Community Practice: Theories and Skills for Social Workers
For almost two decades, Community Practice has been a definitive text for social workers, community practitioners, and students eager to help individuals contribute to and use community resources or work to change oppressive community structures. In this third edition, a wealth of new charts and cases spotlight the linkages between theoretical orientations and practical skills, with an enhanced emphasis on the inherently political nature of social work and community practice. Boxes, examples, and exercises illustrate the range of skills and strategies available to savvy community practitioners in the 21st century, including networking, marketing and staging, political advocacy, and leveraging information and communication technologies.
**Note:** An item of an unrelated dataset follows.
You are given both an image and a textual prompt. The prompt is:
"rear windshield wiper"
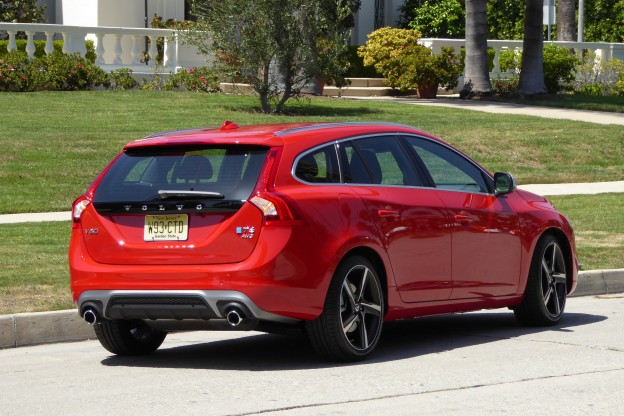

Other features include:
- New material on community practice ethics, critical practice skills, community assessment and assets inventory and mapping, social problem analysis, and applying community ractice skills to casework practice
- Consideration of post-9/11 community challenges
- Discussion on the changing ethnic composition of America and what this means for practitioners
- An exploration of a vastly changed political landscape following the election of President Obama, the Great Recession, the rise of the Tea Party, and the increasing political and corporate use of pseudo-grassroots endeavors
- A completely revamped instructor's manual available online at www.oup.com/us/communitypractice
This fully revised classic text provides a comprehensive and integrated overview of the community theory and skills fundamental to all areas of social work practice. Broad in scope and intensive in analysis, it is suitable for undergraduate as well as graduate study. Community Practice offers students and practitioners the tools necessary to promote the welfare of individuals and communities by tapping into the ecological foundations of community and social work practice.